Year: 1941 Crew: 4 Engines: 2 * 990hp Nakajima Ha-25
Speed: 400km/h Ceiling: 8000m Range:
In Sep 1939, while Kawasaki was gearing up to build the modified Model 14 described above, the JAAF Air Headquarters told Kawasaki to design an improved version of the aircraft. Designated Ki-56, the emphasis was on improved take-off characteristics and a larger cargo capacity. Without assistance from Lockheed, the Kawasaki engineers lengthened the fuselage by 4 feet 11 inches (1.5 m) vs 5 feet 6 inches (1.58 m) on the Model 18; they also redesigned the Fowler flaps to increase efficiency, the tailplanes were retained in the original location of the Model 14 atop the rear fuselage, the Ki-56 had a large cargo door, with a small passenger door, on the port side of the fuselage, the weight of the wing structure was reduced, and it was powered by two 950 hp Nakajima Ha-25 (Army Type 99) radial engines. The first two production aircraft were completed in Nov 40, and after further testing, production was ordered and 119 additional Army Type 1 Freight Transports were delivered between Aug 41 and Sep 43. This aircraft received the Allied Code Name THALIA.
LO, Tachikawa 'Thelma'
License-built Lockheed 14. 119 built.
Year: Crew: 3 Engines: 2 * 660kW Mitsubishi Ho-26-I
Speed: 418km/h Ceiling: Range:
Load: 12 seats
In 1939, Tachikawa exercised its license rights and submitted a proposal to the Japanese Army Air Force to build a modified Model 14 powered by two 900 hp Mitsubishi Ha-26-I (Army Type 99 radial Model 1) 14-cylinder radial engines. A total of 119 of these aircraft, designated Army Type LO Transport, were built by Kawasaki Kokuki Kogyo KK (55 machines built 1940- 41) and Tachikawa (64 aircraft built 1940-42) and were given the Allied Code Name THELMA.
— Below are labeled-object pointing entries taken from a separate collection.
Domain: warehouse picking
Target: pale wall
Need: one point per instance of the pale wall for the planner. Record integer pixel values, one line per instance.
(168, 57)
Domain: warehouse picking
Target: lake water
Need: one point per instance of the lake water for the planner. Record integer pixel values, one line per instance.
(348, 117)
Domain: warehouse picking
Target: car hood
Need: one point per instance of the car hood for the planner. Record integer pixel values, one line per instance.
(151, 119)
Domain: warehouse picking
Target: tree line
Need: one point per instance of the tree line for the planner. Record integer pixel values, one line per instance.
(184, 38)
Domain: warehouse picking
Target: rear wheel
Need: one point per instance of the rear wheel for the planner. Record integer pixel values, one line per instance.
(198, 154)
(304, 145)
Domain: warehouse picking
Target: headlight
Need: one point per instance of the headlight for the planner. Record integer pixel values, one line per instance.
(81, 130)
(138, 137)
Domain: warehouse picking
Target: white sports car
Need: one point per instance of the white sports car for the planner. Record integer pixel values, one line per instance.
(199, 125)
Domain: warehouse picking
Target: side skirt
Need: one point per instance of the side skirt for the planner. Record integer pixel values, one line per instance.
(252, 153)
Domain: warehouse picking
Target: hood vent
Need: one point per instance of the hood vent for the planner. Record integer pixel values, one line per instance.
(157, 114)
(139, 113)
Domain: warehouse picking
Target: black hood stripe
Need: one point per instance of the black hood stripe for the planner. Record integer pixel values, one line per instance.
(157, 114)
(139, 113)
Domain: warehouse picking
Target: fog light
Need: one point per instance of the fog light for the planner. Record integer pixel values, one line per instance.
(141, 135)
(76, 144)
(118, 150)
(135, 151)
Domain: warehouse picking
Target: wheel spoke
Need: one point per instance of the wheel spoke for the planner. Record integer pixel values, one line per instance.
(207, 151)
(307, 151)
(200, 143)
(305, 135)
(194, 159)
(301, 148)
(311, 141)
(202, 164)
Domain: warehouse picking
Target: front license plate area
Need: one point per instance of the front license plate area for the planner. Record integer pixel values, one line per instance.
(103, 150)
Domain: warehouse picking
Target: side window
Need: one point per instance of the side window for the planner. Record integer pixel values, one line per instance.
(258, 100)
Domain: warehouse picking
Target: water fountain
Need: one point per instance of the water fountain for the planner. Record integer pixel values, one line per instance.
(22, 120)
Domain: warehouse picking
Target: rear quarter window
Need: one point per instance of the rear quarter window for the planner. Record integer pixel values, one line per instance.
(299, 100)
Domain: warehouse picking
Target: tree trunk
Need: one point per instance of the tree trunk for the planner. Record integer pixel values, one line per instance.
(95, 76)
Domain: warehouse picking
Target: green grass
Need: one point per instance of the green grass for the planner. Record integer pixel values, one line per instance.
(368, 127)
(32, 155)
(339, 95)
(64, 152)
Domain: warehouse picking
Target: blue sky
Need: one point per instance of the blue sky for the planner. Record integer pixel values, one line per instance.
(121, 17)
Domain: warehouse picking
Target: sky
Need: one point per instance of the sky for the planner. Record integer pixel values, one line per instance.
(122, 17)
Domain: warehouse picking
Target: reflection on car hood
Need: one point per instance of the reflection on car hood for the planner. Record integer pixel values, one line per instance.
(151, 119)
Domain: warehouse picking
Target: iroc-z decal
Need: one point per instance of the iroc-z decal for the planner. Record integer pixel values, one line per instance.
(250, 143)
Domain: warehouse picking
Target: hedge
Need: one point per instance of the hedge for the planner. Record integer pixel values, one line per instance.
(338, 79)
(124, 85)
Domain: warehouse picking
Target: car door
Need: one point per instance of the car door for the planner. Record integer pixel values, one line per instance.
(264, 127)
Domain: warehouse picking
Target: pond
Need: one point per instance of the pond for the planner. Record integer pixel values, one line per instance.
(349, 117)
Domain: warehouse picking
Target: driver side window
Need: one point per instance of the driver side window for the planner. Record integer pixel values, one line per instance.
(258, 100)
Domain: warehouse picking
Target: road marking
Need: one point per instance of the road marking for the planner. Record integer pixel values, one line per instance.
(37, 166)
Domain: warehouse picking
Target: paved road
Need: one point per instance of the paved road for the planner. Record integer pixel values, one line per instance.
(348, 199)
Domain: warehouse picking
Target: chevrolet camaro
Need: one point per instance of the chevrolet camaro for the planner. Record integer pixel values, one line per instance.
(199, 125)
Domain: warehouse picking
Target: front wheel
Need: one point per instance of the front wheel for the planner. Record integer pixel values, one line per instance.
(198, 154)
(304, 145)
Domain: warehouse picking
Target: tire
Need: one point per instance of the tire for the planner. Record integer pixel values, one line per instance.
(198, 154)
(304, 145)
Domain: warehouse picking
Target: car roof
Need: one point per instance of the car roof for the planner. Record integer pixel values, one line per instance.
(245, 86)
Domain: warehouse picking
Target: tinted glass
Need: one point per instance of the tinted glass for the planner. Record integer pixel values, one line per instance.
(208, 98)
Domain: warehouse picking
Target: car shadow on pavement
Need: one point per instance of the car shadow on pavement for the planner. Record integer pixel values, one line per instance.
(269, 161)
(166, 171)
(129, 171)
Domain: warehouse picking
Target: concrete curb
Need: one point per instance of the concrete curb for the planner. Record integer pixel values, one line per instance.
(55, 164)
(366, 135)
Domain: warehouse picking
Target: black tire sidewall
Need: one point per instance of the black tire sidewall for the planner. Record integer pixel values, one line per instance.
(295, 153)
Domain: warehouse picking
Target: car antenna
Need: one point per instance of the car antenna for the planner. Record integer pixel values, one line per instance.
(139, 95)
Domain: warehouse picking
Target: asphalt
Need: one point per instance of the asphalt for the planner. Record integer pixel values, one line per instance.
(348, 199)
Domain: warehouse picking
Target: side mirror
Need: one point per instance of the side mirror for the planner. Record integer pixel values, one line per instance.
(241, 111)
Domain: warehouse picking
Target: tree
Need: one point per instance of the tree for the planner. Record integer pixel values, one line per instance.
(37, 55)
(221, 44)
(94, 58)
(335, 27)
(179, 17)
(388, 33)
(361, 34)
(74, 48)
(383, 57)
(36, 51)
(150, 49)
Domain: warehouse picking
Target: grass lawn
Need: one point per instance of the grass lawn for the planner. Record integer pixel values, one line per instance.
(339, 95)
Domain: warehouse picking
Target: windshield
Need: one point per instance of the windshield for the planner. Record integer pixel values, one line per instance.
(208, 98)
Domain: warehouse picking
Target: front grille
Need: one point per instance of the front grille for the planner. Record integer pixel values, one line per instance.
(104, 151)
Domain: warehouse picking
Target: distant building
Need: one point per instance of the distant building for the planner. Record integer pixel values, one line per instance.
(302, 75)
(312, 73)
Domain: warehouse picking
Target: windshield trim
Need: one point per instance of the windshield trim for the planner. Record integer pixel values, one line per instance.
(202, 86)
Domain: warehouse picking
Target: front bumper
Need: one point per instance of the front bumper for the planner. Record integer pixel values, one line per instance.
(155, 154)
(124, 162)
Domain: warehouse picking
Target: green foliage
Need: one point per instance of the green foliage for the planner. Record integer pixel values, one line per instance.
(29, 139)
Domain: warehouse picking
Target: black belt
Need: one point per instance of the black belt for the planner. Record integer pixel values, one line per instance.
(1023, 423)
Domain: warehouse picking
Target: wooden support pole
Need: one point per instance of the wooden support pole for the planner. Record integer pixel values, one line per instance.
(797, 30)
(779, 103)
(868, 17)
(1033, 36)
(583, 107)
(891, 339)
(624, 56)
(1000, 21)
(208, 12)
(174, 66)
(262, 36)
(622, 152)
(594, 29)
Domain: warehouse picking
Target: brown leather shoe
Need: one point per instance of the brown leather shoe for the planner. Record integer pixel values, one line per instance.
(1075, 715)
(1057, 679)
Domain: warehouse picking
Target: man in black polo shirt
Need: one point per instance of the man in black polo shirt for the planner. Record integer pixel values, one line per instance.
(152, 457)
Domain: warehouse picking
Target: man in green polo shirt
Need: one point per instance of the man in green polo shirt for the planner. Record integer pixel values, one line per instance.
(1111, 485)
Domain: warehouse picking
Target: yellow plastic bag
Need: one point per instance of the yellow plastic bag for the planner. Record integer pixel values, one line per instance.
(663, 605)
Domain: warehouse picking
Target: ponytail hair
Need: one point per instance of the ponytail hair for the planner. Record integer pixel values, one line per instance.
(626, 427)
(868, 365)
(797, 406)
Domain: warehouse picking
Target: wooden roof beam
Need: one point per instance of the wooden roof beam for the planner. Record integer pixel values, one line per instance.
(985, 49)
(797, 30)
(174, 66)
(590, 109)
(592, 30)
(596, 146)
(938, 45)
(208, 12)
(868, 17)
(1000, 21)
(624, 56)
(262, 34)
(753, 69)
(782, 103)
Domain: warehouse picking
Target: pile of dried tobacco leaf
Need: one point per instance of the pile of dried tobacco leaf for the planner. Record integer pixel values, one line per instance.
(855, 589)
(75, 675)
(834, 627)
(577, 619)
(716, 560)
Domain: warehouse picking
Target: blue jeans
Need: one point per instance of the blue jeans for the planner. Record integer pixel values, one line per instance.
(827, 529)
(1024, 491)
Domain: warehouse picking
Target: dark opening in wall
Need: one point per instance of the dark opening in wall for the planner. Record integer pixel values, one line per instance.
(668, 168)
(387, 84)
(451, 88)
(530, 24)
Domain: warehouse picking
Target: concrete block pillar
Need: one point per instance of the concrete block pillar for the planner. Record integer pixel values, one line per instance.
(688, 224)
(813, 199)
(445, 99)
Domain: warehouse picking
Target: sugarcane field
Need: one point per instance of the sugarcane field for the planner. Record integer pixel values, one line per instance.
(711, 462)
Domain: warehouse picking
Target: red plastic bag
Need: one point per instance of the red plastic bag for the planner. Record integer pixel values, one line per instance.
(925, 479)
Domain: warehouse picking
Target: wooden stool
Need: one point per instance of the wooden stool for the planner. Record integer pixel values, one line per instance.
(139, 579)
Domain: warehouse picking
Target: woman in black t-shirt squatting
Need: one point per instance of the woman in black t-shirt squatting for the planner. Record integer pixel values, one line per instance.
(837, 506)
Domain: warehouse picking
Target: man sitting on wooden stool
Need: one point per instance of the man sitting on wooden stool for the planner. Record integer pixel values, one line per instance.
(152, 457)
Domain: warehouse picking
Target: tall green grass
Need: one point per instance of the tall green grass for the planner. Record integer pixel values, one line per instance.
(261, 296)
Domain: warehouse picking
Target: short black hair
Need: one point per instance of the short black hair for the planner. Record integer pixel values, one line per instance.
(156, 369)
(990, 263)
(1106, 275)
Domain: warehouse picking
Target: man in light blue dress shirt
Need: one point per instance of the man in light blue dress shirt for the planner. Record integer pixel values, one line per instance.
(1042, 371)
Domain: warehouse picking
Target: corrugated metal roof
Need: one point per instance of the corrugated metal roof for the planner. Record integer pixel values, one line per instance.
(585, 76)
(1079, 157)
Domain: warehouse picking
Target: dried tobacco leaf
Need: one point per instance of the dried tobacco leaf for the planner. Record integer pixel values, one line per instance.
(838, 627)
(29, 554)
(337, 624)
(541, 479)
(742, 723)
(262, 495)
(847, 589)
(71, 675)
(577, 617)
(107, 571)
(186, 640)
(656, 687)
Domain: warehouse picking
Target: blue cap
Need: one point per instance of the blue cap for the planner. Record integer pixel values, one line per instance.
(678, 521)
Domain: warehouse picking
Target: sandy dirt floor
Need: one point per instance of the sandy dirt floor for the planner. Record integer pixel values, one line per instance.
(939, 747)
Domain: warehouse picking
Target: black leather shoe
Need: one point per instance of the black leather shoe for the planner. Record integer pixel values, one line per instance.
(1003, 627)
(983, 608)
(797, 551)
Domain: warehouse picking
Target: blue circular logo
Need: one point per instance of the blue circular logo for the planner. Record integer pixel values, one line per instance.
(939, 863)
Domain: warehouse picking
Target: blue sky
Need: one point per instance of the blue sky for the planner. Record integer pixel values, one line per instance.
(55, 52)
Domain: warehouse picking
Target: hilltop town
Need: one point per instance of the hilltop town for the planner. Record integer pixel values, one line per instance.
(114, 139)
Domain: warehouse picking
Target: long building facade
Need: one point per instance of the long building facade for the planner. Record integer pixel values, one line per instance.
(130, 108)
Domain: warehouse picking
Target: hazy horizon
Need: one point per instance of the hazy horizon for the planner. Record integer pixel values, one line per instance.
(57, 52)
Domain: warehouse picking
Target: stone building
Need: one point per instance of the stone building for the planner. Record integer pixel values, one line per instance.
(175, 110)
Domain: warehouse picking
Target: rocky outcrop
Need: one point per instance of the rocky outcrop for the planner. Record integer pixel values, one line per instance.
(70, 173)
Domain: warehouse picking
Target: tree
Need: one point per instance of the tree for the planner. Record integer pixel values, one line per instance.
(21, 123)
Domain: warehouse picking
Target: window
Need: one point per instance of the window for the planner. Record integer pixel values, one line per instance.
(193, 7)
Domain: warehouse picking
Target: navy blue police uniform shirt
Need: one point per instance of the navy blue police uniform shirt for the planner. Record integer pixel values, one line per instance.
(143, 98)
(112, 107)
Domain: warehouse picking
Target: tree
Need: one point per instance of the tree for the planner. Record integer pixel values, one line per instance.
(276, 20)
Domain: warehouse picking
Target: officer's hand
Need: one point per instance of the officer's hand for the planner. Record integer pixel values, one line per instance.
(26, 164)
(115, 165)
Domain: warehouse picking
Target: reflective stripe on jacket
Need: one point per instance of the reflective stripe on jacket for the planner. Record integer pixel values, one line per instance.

Japan turned out to be the largest user of the Super Electra. Thirty Super Electras were sold to the Tachikawa Hikoki KK (Tachikawa Aeroplane Co Ltd of Japan, which acted as an agent for Nihon Koku KK (Japan Air Transport Co. Ltd.). This airline was later renamed Dai Nippon Koku KK (Greater Japan Air Lines), and became the largest commercial user of the Super Electra. This version of the Super Electra was known as Model 14-WG3B, and was powered by two Wright Cyclone GR-1820-G3B radials, rated at 900 hp for takeoff and 840 hp at 8000 feet. The Tachikawa company also obtained a license to build a version of the Super Electra in Japan. Production for the Imperial Japanese Army was undertaken both by Tachikawa and by Kawasaki Kokuki Kogyo KK (Kawasaki Aircraft Engineering Co. Ltd. These companies respectively built 64 and 55 aircraft between 1940 and 1942. They were powered by Mitsubishi Ha-26-I (900 hp Army Type 99 Radial Model 1) engines. In Japanese army service, they were designated Army Type LO Transports, and were operated as military transports during the Pacific War. The Allies assigned the code name *Thelma* to the Japanese-built version and the name *Toby* to the civilian versions purchased from Lockheed.